Untuk sesaat, di meja makan yang menghadap laut itu, mereka bukanlah suami dan istri palsu.
Mereka adalah dua profesional yang berbicara dalam bahasa yang sama. Bahasa desain, logika, dan kesempurnaan.
Ada sesuatu yang baru di udara. Bukan kehangatan, tapi juga bukan lagi hawa dingin yang menusuk. Mungkin... gencatan senjata. Sebuah jeda tak terduga yang tidak pernah tertulis dalam pasal kontrak mereka.
Alina merasa bisa sedikit bernapas. Mungkin, mungkin saja, mereka bisa melewati ini. Mungkin mereka bisa menemukan sebuah ritme, sebuah cara untuk hidup berdampingan sebagai mitra bisnis yang terpaksa berbagi atap.
Tapi, seperti kata orang, ketenangan seringkali hanyalah jeda singkat sebelum badai yang sesungguhnya datang.
Dan badai itu datang bukan dalam bentuk angin atau ombak.
Badai itu datang dalam bentuk getaran.
Ponsel Alina, yang dari tadi tergeletak diam di sudut meja, tiba-tiba bergetar hebat.
Nama "Deni - Kantor" menyala di layar.
Alina sedikit mengernyit. Tidak biasanya Deni menelepon di luar jam kerja, apalagi saat ia sedang "bulan madu".
Pasti ada sesuatu yang penting.
"Halo, Den?" sapanya, mencoba terdengar santai.
Revan, yang sedang menatap laut, tidak menoleh. Tapi Alina tahu, pria itu mendengarkan.
"Iya, aku lagi di luar… Kenapa?"
**
Hening sejenak.
Lalu, raut wajah Alina berubah drastis.
"Apa?!" suaranya meninggi, penuh ketidakpercayaan. "Kenapa bisa? Bukannya kita sudah bayar depositnya minggu lalu?"
Alina bangkit dari kursinya, berjalan mondar-mandir di tepi dek dengan gelisah.
"Ya ampun! ini nggak masuk akal, Den! Mereka nggak bisa seenaknya batalin pesanan H-minus sekian!
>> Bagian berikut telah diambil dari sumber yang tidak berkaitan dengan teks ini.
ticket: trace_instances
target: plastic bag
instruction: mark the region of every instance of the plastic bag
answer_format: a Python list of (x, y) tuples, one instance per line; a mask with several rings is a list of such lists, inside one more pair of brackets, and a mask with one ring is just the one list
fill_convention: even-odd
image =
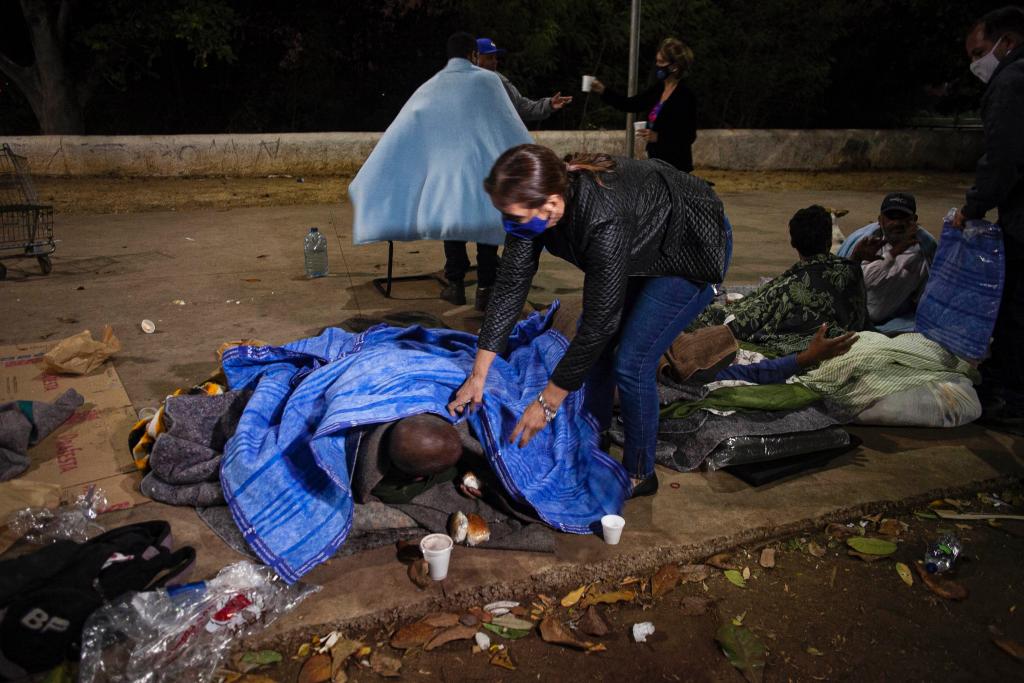
[(918, 303), (918, 332), (966, 360), (981, 360), (995, 328), (1002, 298), (1006, 251), (998, 225), (969, 220), (952, 226), (955, 209), (942, 223), (942, 239), (925, 293)]
[(242, 561), (208, 582), (128, 594), (86, 622), (79, 681), (210, 681), (234, 642), (318, 590)]
[(888, 427), (959, 427), (980, 417), (978, 392), (971, 380), (961, 377), (886, 396), (853, 422)]
[(55, 541), (85, 543), (104, 529), (96, 523), (96, 516), (106, 508), (106, 495), (102, 488), (89, 486), (71, 505), (57, 508), (25, 508), (11, 513), (7, 522), (18, 538), (38, 545)]
[(712, 451), (705, 465), (709, 471), (715, 471), (732, 465), (764, 463), (849, 444), (850, 435), (841, 427), (771, 436), (730, 436)]

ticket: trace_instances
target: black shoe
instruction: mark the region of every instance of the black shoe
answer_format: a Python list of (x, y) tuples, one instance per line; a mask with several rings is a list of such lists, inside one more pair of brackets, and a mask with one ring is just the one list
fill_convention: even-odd
[(441, 297), (456, 306), (466, 305), (466, 284), (462, 281), (453, 281), (441, 290)]
[(647, 477), (640, 483), (633, 486), (633, 493), (630, 494), (630, 498), (640, 498), (641, 496), (653, 496), (656, 493), (657, 493), (657, 474), (651, 474), (649, 477)]
[(490, 288), (489, 287), (477, 287), (476, 288), (476, 301), (473, 302), (473, 307), (477, 310), (486, 310), (487, 304), (490, 302)]

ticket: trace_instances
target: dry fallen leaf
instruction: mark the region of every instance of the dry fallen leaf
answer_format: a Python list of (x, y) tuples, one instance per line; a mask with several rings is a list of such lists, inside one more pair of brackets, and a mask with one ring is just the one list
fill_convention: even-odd
[(588, 636), (596, 636), (598, 638), (608, 635), (609, 631), (608, 623), (601, 617), (601, 614), (597, 611), (597, 607), (593, 605), (587, 607), (587, 611), (584, 613), (583, 618), (580, 620), (578, 626)]
[(679, 570), (679, 573), (686, 583), (699, 584), (702, 581), (707, 581), (713, 571), (707, 564), (685, 564)]
[(569, 591), (568, 595), (566, 595), (561, 600), (562, 607), (571, 607), (575, 603), (580, 602), (580, 599), (583, 598), (583, 595), (586, 592), (587, 592), (586, 584), (575, 589), (574, 591)]
[(913, 586), (913, 574), (910, 573), (910, 567), (903, 564), (902, 562), (896, 563), (896, 573), (899, 578), (903, 580), (903, 583), (907, 586)]
[(314, 654), (299, 671), (297, 683), (327, 683), (331, 680), (331, 656), (328, 654)]
[(472, 640), (473, 636), (476, 635), (476, 627), (463, 626), (461, 624), (453, 626), (451, 628), (444, 629), (436, 636), (430, 639), (430, 641), (423, 646), (423, 649), (427, 652), (436, 649), (441, 645), (451, 643), (455, 640)]
[(746, 588), (746, 582), (743, 581), (743, 574), (739, 573), (736, 569), (726, 569), (723, 573), (733, 586), (736, 586), (737, 588)]
[(391, 647), (396, 650), (408, 650), (414, 647), (420, 647), (433, 638), (435, 633), (437, 633), (437, 629), (429, 624), (416, 622), (415, 624), (410, 624), (409, 626), (398, 629), (398, 631), (391, 636)]
[(1024, 644), (1021, 644), (1016, 640), (1010, 640), (1009, 638), (993, 638), (992, 642), (995, 643), (996, 647), (1010, 656), (1020, 661), (1024, 661)]
[(421, 590), (430, 586), (430, 565), (426, 560), (414, 560), (409, 565), (409, 580)]
[(711, 598), (686, 596), (679, 603), (679, 611), (685, 616), (700, 616), (715, 603)]
[(719, 553), (708, 558), (706, 564), (710, 564), (716, 569), (734, 569), (736, 565), (732, 562), (730, 553)]
[(585, 643), (577, 639), (568, 628), (554, 616), (545, 616), (541, 622), (541, 638), (546, 643), (565, 645), (578, 650), (585, 650), (593, 643)]
[(928, 587), (928, 590), (940, 598), (945, 598), (946, 600), (967, 599), (967, 589), (955, 581), (928, 573), (928, 569), (925, 568), (925, 565), (920, 560), (913, 563), (913, 568), (918, 570), (918, 575), (921, 577), (922, 583)]
[[(342, 638), (331, 646), (331, 680), (334, 683), (340, 683), (348, 678), (345, 676), (345, 661), (358, 652), (360, 647), (362, 647), (362, 643), (347, 638)], [(341, 677), (338, 675), (339, 672)]]
[(615, 602), (631, 602), (636, 600), (637, 594), (634, 591), (611, 591), (609, 593), (596, 593), (585, 597), (581, 602), (581, 607), (589, 607), (599, 604), (614, 604)]
[(666, 593), (671, 593), (678, 584), (679, 567), (675, 564), (666, 564), (650, 580), (650, 593), (655, 598), (659, 598)]

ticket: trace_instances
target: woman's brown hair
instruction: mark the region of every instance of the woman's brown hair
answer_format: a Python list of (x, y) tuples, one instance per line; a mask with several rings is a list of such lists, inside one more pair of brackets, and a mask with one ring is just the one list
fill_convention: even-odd
[(693, 50), (678, 38), (666, 38), (657, 46), (657, 51), (664, 54), (671, 63), (679, 67), (680, 76), (693, 66)]
[(615, 161), (608, 155), (574, 154), (563, 161), (546, 146), (520, 144), (498, 158), (483, 179), (483, 189), (497, 206), (521, 204), (537, 209), (552, 195), (565, 196), (569, 173), (590, 173), (603, 185), (599, 174), (614, 168)]

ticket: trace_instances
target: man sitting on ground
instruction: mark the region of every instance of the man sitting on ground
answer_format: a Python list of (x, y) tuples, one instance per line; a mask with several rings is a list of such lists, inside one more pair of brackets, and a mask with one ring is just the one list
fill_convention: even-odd
[(867, 314), (877, 331), (913, 332), (914, 310), (937, 247), (935, 239), (918, 224), (918, 203), (907, 193), (887, 195), (878, 222), (843, 243), (837, 255), (860, 263)]
[(739, 341), (778, 355), (805, 350), (822, 325), (833, 336), (863, 330), (864, 278), (859, 265), (829, 253), (828, 211), (814, 205), (794, 214), (790, 244), (799, 262), (740, 301), (712, 305), (692, 328), (728, 325)]

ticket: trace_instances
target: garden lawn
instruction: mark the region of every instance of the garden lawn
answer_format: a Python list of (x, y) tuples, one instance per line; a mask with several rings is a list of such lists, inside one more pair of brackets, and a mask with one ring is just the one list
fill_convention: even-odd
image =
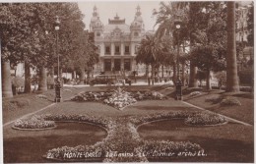
[(18, 131), (9, 125), (3, 134), (5, 163), (48, 163), (42, 155), (49, 149), (95, 144), (106, 137), (103, 129), (86, 123), (57, 123), (56, 129), (45, 131)]
[[(129, 116), (145, 117), (156, 113), (165, 112), (196, 112), (201, 111), (197, 108), (186, 105), (182, 101), (175, 101), (173, 98), (165, 100), (143, 100), (125, 107), (122, 111), (113, 108), (109, 105), (99, 102), (76, 102), (71, 101), (71, 97), (82, 91), (106, 91), (116, 87), (82, 87), (68, 88), (63, 91), (65, 99), (62, 103), (57, 103), (54, 106), (48, 107), (42, 111), (38, 111), (36, 115), (51, 114), (51, 115), (88, 115), (92, 117), (110, 117), (117, 119), (119, 126), (125, 125), (128, 122)], [(140, 87), (126, 86), (127, 90), (136, 90)], [(166, 89), (167, 88), (167, 89)], [(173, 89), (168, 86), (144, 86), (142, 89), (156, 90), (160, 92), (173, 92)], [(52, 92), (50, 92), (52, 91)], [(47, 96), (47, 99), (38, 98), (37, 103), (47, 102), (52, 103), (54, 99), (54, 90), (42, 93)], [(220, 95), (221, 92), (205, 93), (203, 96), (190, 97), (188, 102), (204, 107), (209, 110), (217, 110), (218, 104), (205, 102), (206, 96)], [(34, 96), (35, 94), (27, 95)], [(185, 96), (184, 96), (185, 97)], [(242, 107), (248, 104), (253, 99), (240, 96)], [(21, 113), (14, 111), (12, 119), (18, 119), (21, 116), (39, 110), (39, 107), (34, 105), (34, 99), (29, 107), (21, 108)], [(248, 101), (248, 102), (247, 102)], [(45, 103), (46, 104), (46, 103)], [(33, 106), (34, 105), (34, 106)], [(41, 105), (43, 106), (43, 105)], [(33, 110), (32, 110), (32, 107)], [(241, 106), (239, 106), (241, 107)], [(246, 108), (246, 109), (247, 109)], [(233, 108), (232, 108), (233, 109)], [(231, 108), (224, 108), (218, 113), (226, 111), (226, 116), (231, 117)], [(238, 109), (233, 109), (238, 112)], [(253, 106), (252, 106), (253, 110)], [(239, 115), (237, 120), (249, 118), (250, 110), (246, 110), (248, 114), (244, 114), (244, 118)], [(24, 112), (24, 113), (22, 113)], [(18, 113), (18, 114), (17, 114)], [(245, 112), (243, 112), (245, 113)], [(16, 115), (15, 115), (16, 114)], [(240, 114), (241, 115), (241, 114)], [(251, 113), (251, 115), (253, 115)], [(5, 120), (8, 120), (10, 115), (5, 115)], [(251, 118), (250, 118), (251, 119)], [(253, 119), (252, 119), (253, 120)], [(247, 122), (248, 123), (248, 122)], [(28, 132), (17, 131), (11, 129), (12, 125), (7, 125), (3, 128), (4, 134), (4, 160), (5, 162), (51, 162), (41, 158), (47, 150), (60, 146), (76, 146), (79, 144), (92, 145), (106, 137), (106, 133), (96, 126), (79, 123), (57, 123), (58, 127), (55, 130)], [(118, 132), (121, 132), (118, 130)], [(139, 127), (138, 132), (143, 139), (156, 140), (173, 140), (173, 141), (191, 141), (200, 144), (207, 156), (198, 157), (168, 157), (168, 158), (149, 158), (150, 162), (253, 162), (253, 126), (244, 126), (240, 124), (228, 123), (223, 126), (216, 127), (191, 127), (184, 125), (183, 120), (167, 120), (157, 121), (150, 124), (145, 124)], [(122, 137), (118, 137), (122, 139)], [(52, 161), (55, 162), (55, 161)], [(100, 160), (97, 162), (101, 162)]]
[(231, 94), (231, 96), (236, 97), (241, 102), (241, 106), (222, 106), (220, 104), (221, 101), (217, 103), (205, 101), (209, 97), (222, 95), (228, 94), (224, 91), (213, 90), (211, 92), (203, 92), (201, 95), (195, 97), (185, 95), (185, 100), (193, 105), (253, 125), (254, 99), (251, 93), (241, 92)]
[(170, 111), (199, 111), (196, 108), (191, 108), (188, 105), (174, 101), (167, 100), (145, 100), (125, 107), (122, 111), (113, 108), (102, 102), (75, 102), (66, 101), (49, 107), (39, 114), (67, 114), (67, 115), (92, 115), (101, 117), (125, 117), (125, 116), (140, 116), (154, 113), (170, 112)]
[[(63, 98), (69, 99), (71, 96), (80, 92), (80, 89), (65, 88), (63, 91)], [(45, 98), (39, 98), (39, 96)], [(20, 94), (12, 98), (3, 98), (3, 124), (14, 121), (24, 115), (35, 112), (43, 107), (54, 103), (55, 91), (50, 89), (44, 92), (34, 92), (30, 94)]]

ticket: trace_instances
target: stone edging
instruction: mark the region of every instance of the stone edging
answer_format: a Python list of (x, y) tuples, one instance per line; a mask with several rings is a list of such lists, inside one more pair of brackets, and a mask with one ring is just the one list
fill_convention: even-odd
[(213, 125), (193, 125), (193, 124), (187, 124), (186, 122), (184, 122), (185, 125), (190, 126), (190, 127), (217, 127), (217, 126), (223, 126), (227, 124), (228, 121), (225, 121), (224, 123), (219, 123), (219, 124), (213, 124)]
[(55, 129), (55, 128), (57, 128), (57, 126), (48, 127), (48, 128), (41, 128), (41, 129), (23, 129), (23, 128), (12, 126), (12, 129), (19, 130), (19, 131), (45, 131), (45, 130), (52, 130), (52, 129)]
Itu kerangka baja untuk proyek utama kita tahun ini!"
Suaranya bergetar, campuran antara panik dan amarah yang tertahan. Satu tangannya tanpa sadar meremas rambutnya sendiri, sebuah kebiasaan lama saat ia merasa terpojok.
"Coba hubungi lagi manajernya. Cari tahu alasannya. Aku… aku akan coba cari cara."
Alina menutup telepon dengan tangan gemetar. semua warna seolah tersedot dari wajahnya, meninggalkan kekalutan yang terpahat jelas di setiap garisnya.
Ia menatap laut dengan tatapan kosong. Pikirannya kacau. PT. Baja Perkasa, salah satu supplier baja terbesar, baru saja membatalkan pesanan vital mereka secara sepihak. Tanpa mereka, proyek terbesarnya pasti akan mandek total. Cipta Ruang Estetika akan kembali ke jurang kehancuran.
Semua terasa sia-sia.
Ia begitu sibuk bernegosiasi soal harga dirinya di pulau ini, hingga lupa bahwa di dunia nyata, perusahaannya masih begitu rapuh.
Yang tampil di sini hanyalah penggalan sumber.